1955 GMC LÚniverselle

Bean counters pulled the pin on V8-powered van

GMC’s V8-powered, front-wheel drive van is the star of the fourth instalment in our Motorama series of dream cars.

Yes, a van. And a mini-van at that. 

It was front wheel drive, too and GM called it the L’Universelle.

It was both innovative and practical for its time. 

If you had been at GM’s Motorama extravaganza, which travelled the United States in 1955, you would have seen this unique van. 

It was sponsored by the GMC truck division, who wanted to expand their reach into car-like trucks, and was styled by Charles Jordan. 

He would eventually become GM’s global styling boss.

The van’s innovative aspect came from its front wheel drive layout attached to a mid-mounted 287 cubic inch Pontiac V8 engine, joined to a HydraMatic transmission. 

The whole power train was turned 180 degrees in order to drive the front wheels.

Back then GMC engineers were sceptical about front wheel drive so they bought an old US Army surplus Jeep and disconnected the rear axle. 

After driving the Jeep around for a few weeks the engineers found that they liked the layout so much they patented the idea of a front drive van.

The practical part of the van was its low floor and load height (thanks to front wheel drive) and its fold up side and rear doors which split in the middle. 

The split meant that the doors took up very little space when opened and could be closed easily by one person.

The impractical aspect was the V8 engine’s placement behind the driver.

This led to the radiator being connected to a roof mounted air scoop in order for it to receive an adequate air supply, which was boosted by twin fans.

The details of this complicated arrangement can be seen in the patent application below.

The L’Universelle was a big hit at the Motorama, so much so that it almost went into production. 

GMC went so far as to buy a metal stamping press that could create its roof in one pressing.

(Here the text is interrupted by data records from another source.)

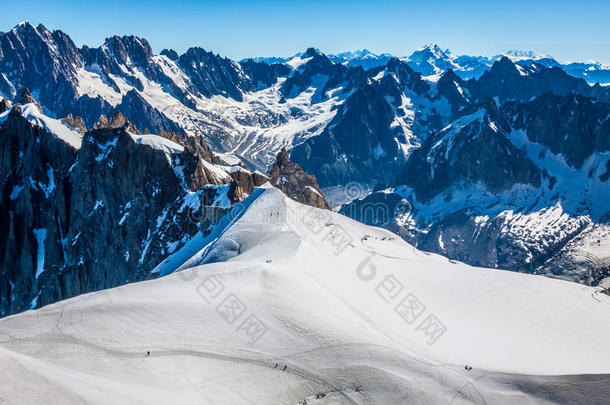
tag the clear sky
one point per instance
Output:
(567, 30)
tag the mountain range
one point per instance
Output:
(499, 162)
(433, 60)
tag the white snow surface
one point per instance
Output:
(322, 296)
(64, 132)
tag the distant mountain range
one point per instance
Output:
(508, 168)
(432, 60)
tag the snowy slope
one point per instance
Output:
(308, 306)
(64, 132)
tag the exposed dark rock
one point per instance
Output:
(28, 98)
(295, 183)
(170, 53)
(75, 122)
(4, 105)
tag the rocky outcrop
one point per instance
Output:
(473, 150)
(295, 183)
(75, 122)
(28, 98)
(4, 105)
(80, 220)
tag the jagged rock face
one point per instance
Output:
(473, 150)
(32, 55)
(363, 142)
(27, 98)
(5, 105)
(321, 68)
(520, 187)
(572, 126)
(295, 183)
(262, 74)
(212, 74)
(93, 218)
(508, 81)
(75, 122)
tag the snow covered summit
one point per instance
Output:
(285, 303)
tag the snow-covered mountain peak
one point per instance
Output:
(303, 303)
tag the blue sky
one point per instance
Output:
(238, 29)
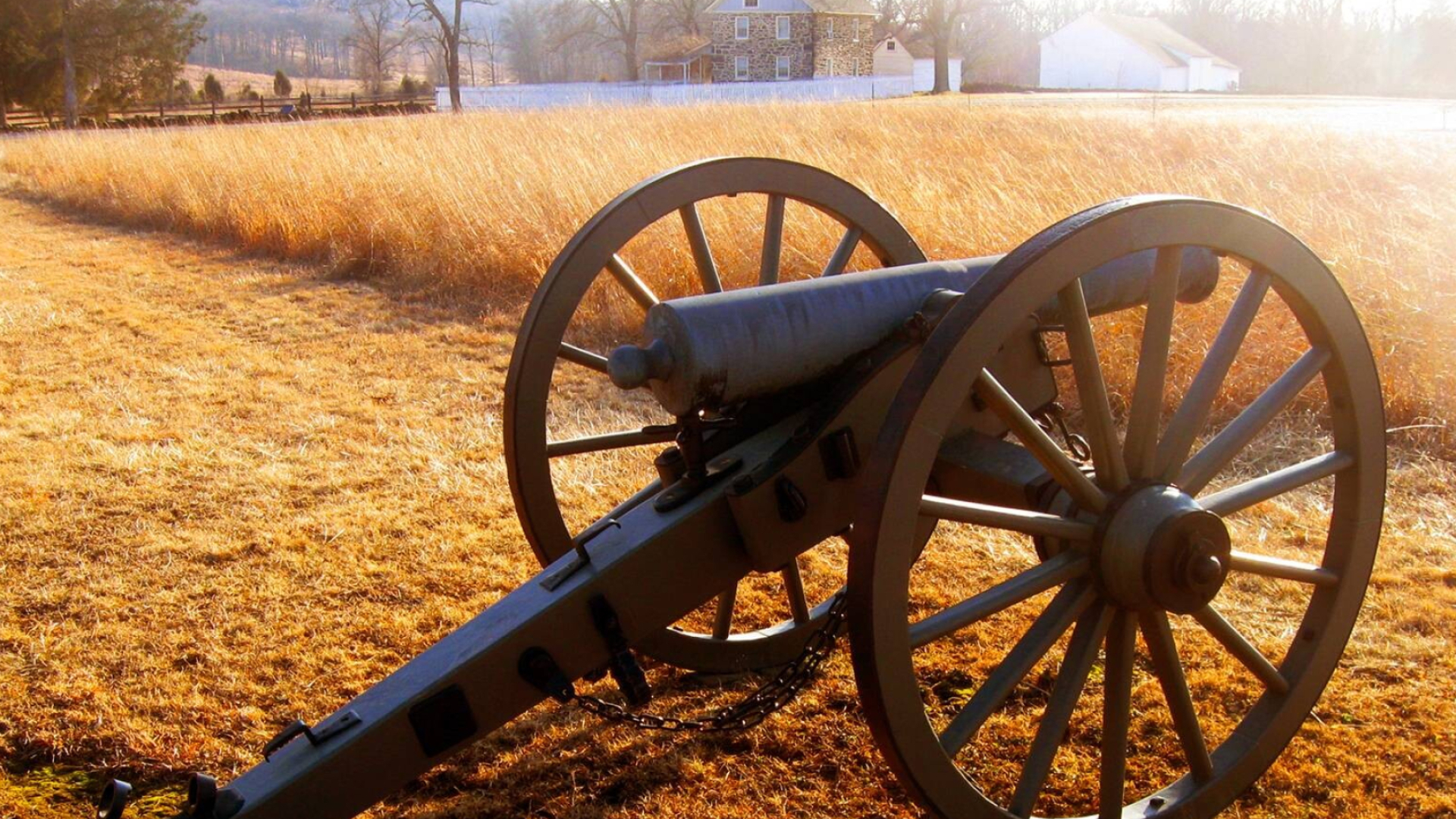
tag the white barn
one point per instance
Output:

Then the bean counters did the sums and it was discovered that a production version would cost more than a Cadillac to build, because the complicated front drive V8 layout would be unique and could not be amortised across other cars. 

The L’Universelle went into storage and was then destroyed. 

Its overall shape was later reflected in the rear-engine Greenbrier van which was based on the Corvair platform.